Allow CDATA in <t> elements

proycon / folia

FoLiA: Format for Linguistic Annotation - FoLiA is a rich XML-based annotation format for the representation of language resources (including corpora) with linguistic annotations. A wide variety of linguistic annotations are supported, making FoLiA a useful format for NLP tasks and data interchange. Note that the actual Python library for processing FoLiA is implemented as part of PyNLPl, this contains higher-level tools that use the library as well as the full documentation, validation schemas, and set definitions

http://proycon.github.io/folia/

GNU General Public License v3.0

60 stars 10 forks source link

Allow CDATA in <t> elements #12

Closed proycon closed 6 years ago

proycon commented 8 years ago

Not sure if this is already the case.

kosloot commented 8 years ago

For now, this doesn't look to be a good or useful feature. e.g. do we translate the CDATA into text? and what to do on output? What does text() deliver?

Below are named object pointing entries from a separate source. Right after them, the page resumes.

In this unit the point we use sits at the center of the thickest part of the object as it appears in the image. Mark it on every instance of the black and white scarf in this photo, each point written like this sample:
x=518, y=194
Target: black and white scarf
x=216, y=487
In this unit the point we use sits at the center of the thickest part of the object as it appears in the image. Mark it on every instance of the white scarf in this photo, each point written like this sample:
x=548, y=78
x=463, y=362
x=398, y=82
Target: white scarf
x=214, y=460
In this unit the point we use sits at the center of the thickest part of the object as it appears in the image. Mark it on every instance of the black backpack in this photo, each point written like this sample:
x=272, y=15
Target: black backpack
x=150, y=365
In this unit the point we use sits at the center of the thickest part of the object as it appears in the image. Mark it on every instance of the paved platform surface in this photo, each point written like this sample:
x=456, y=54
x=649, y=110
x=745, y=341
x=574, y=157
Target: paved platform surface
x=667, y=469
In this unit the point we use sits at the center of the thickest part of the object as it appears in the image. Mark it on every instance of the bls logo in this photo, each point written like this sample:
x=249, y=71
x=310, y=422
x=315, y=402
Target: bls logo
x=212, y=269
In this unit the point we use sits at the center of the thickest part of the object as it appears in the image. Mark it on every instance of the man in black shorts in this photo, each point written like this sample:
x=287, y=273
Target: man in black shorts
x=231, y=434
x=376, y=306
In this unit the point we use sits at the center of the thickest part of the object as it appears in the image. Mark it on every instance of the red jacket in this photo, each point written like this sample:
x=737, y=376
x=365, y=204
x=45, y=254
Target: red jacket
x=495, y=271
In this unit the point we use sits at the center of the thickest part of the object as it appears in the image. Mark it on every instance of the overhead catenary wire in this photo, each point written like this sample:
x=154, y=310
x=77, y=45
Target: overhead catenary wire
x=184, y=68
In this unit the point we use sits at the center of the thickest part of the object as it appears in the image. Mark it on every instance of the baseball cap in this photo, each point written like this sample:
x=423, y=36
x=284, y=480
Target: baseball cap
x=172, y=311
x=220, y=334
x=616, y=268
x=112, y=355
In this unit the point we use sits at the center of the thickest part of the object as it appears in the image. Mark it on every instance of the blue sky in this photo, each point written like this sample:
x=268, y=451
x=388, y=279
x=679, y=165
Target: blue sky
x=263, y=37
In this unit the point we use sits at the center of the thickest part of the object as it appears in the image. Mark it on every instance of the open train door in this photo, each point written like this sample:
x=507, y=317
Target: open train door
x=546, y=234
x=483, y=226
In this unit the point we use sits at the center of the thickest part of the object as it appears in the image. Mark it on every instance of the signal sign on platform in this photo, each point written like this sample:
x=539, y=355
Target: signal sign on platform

Don't implement unless REALLY needed.

proycon commented 8 years ago

Agreed, idea discarded, we won't implement this.

kosloot commented 7 years ago

Why????

proycon commented 7 years ago

It's still something to investigate, as this keeps popping up, and by no means settled. I opened it in response to another user enquiry who expected he could use CDATA. I wonder to what extend strictly disallowing CDATA violates XML specs/conventions.

From W3.org: [Definition: CDATA sections may occur anywhere character data may occur; they are used to escape blocks of text containing characters which would otherwise be recognized as markup.

kosloot commented 7 years ago

Well, Every FoLiA document is valid XML. This does not imply that every XML construct is valid FoLiA !

My biggest concerns are:

does allowing CDATA mean that "empty" text is no longer forbidden?
if so: what should the text() of str() methods return?
in a CDATA you can stuff whatever you want. Base64 encode movies, pictures, scans of books... This doesn't help anyone using the FoLiA, imho
we could handle CDATA as 'garbage in, garbage out' but I am sure that users will ask for (lib)folia methods extracting or inserting such garbage. A slippery slope!
The danger is, that users create a minimal FoLiA with all useful stuff in CDATA and 'unreachable' for other users. Like PDF containing complete OCR images.

So: is there a concrete use case, that cannot be resolved in other ways?

proycon commented 6 years ago

Closing this, idea discarded...